How this skill works
The skill explains how miles configures and runs large-scale RL training by combining unified FP8 pipelines, INT4 quantization-aware training, and Rollout Routing Replay (R3) to ensure identical expert routing between inference and training. It details speculative RL with EAGLE draft models and online MTP updates to increase throughput, plus kernel-level optimizations (FlashAttention-3, DeepGEMM) and zero-copy weight sync for performance.

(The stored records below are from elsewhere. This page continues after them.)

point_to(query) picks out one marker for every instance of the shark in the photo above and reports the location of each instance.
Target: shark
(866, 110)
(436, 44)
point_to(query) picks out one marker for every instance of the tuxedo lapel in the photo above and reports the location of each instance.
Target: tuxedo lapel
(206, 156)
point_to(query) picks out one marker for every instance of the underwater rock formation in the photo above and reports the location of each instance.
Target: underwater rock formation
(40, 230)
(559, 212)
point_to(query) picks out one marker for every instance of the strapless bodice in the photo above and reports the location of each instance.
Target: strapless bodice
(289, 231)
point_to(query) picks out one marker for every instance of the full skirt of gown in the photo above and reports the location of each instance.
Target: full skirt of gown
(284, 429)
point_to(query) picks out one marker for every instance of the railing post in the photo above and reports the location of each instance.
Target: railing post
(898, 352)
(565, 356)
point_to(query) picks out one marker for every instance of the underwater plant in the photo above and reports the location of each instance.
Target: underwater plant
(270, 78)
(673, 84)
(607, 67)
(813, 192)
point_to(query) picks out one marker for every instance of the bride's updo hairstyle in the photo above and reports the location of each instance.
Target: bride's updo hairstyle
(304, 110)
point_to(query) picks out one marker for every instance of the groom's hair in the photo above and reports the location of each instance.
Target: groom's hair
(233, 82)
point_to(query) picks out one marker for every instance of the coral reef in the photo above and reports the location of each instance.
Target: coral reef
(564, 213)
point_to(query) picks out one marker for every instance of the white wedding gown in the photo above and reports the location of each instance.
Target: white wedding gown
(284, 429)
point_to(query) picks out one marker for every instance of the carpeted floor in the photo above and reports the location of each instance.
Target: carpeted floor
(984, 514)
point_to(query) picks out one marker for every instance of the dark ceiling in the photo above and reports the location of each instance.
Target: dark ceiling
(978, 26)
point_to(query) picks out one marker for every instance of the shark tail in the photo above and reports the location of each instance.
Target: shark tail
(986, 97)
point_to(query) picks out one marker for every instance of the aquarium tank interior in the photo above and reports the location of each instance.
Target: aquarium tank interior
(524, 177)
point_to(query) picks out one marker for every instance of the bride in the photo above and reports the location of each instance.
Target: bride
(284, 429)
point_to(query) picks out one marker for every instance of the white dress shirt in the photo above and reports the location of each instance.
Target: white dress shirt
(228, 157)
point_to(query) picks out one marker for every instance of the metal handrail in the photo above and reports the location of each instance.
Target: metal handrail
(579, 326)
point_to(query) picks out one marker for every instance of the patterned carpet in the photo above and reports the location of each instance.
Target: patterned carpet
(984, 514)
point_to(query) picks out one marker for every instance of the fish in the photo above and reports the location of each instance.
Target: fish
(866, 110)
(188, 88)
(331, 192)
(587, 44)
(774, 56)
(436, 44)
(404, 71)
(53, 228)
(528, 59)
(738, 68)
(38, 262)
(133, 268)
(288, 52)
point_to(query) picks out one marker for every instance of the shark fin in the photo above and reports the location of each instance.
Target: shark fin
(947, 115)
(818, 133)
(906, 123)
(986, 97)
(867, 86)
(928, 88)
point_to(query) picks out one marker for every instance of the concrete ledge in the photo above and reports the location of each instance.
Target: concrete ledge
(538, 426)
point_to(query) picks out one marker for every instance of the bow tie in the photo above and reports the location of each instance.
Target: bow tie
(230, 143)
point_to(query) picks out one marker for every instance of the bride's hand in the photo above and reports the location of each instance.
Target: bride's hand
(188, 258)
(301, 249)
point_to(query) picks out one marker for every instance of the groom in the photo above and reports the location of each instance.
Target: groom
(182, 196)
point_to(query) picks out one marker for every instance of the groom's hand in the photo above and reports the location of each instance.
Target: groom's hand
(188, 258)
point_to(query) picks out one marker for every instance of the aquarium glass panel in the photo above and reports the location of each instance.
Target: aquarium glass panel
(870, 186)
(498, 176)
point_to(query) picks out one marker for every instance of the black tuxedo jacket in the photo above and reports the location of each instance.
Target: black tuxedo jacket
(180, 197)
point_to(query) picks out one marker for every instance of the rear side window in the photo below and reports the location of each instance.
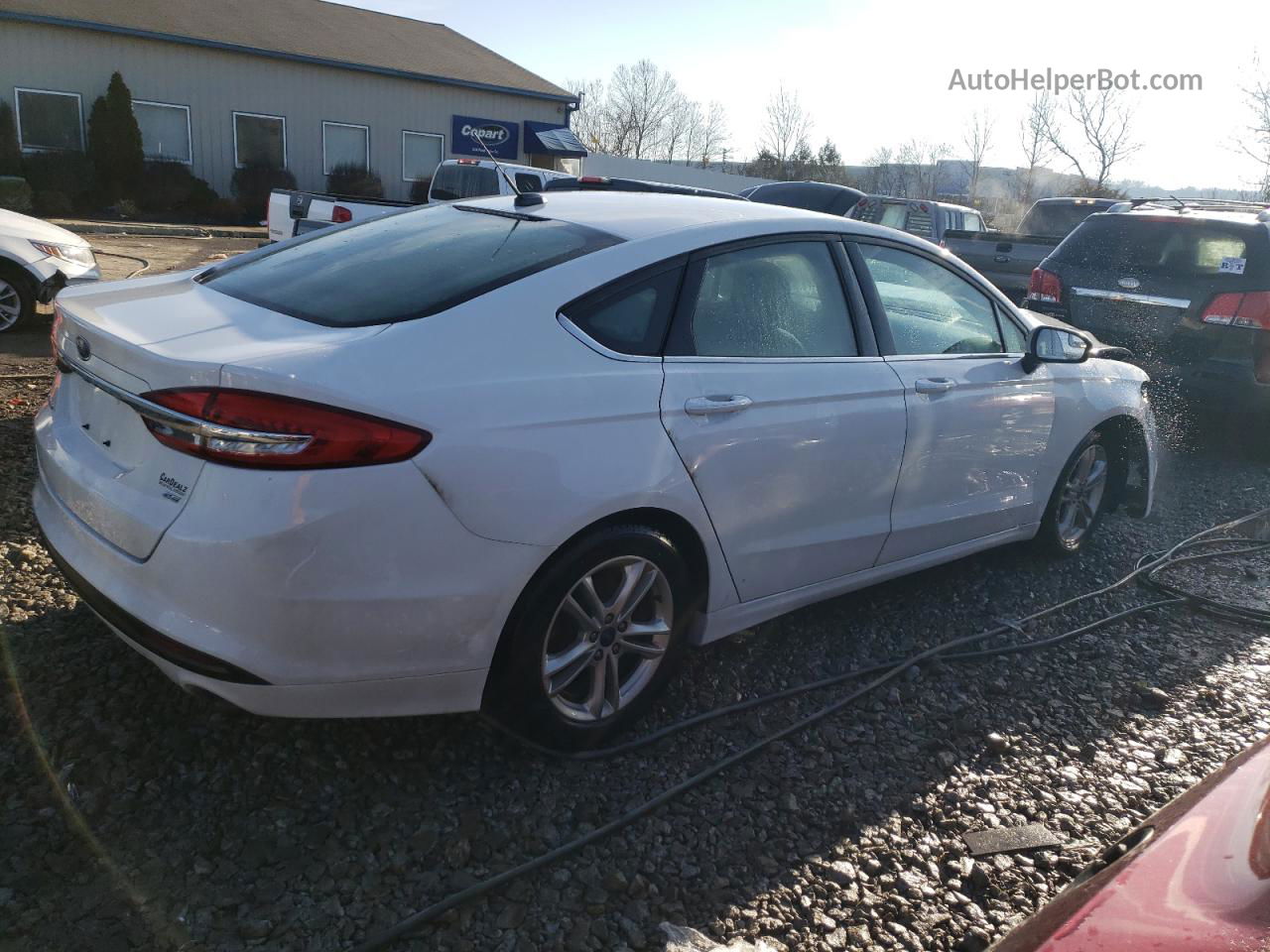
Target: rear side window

The guidance includes commands, environment variables, and verification checks to validate stable runs.
When to use it
- Training very large MoE models (1TB+), e.g., DeepSeek V3 or Qwen3-MoE
- You need FP8 or INT4 quantization-aware training for production memory savings
- Require bit-wise identical train-inference alignment for MoE routing reproducibility
- Maximizing rollout throughput via speculative RL and partial rollouts
- Deploying stable, enterprise-grade RL with kernel and IPC optimizations
Best practices
- Enable FP8 block scaling and set CUDA connection limits for FP8 stability
- Verify routing consistency and check for NaN/Inf immediately after model load
- Use R3 to record and replay expert routing for exact train-inference alignment
- Start with conservative speculative steps and enable online MTP if draft acceptance drifts
- Use Docker images for reproducible environments and pin GPU drivers/ CUDA versions
Example use cases
- Train Qwen3-MoE with INT4 QAT to fit 1TB-class models on H200 hardware
- Run speculative RL with EAGLE to gain 25–40% rollout throughput and add partial rollout for extra gains
- Deploy R3 when MoE routing mismatch causes RL instability or reward collapse
- Use unified FP8 to avoid quantization-induced RL collapse during large-scale MoE fine-tuning
FAQ
High-memory GPUs with FP8/INT4 support (H100/H200) are recommended; multi-GPU nodes with 8+ GPUs deliver production-scale throughput.
How do I avoid FP8 training collapse?
Enable FP8 block scaling, lower learning rates, verify routing alignment, and monitor losses early. If instability persists, use INT4 QAT conservatively or enable additional scaling safeguards.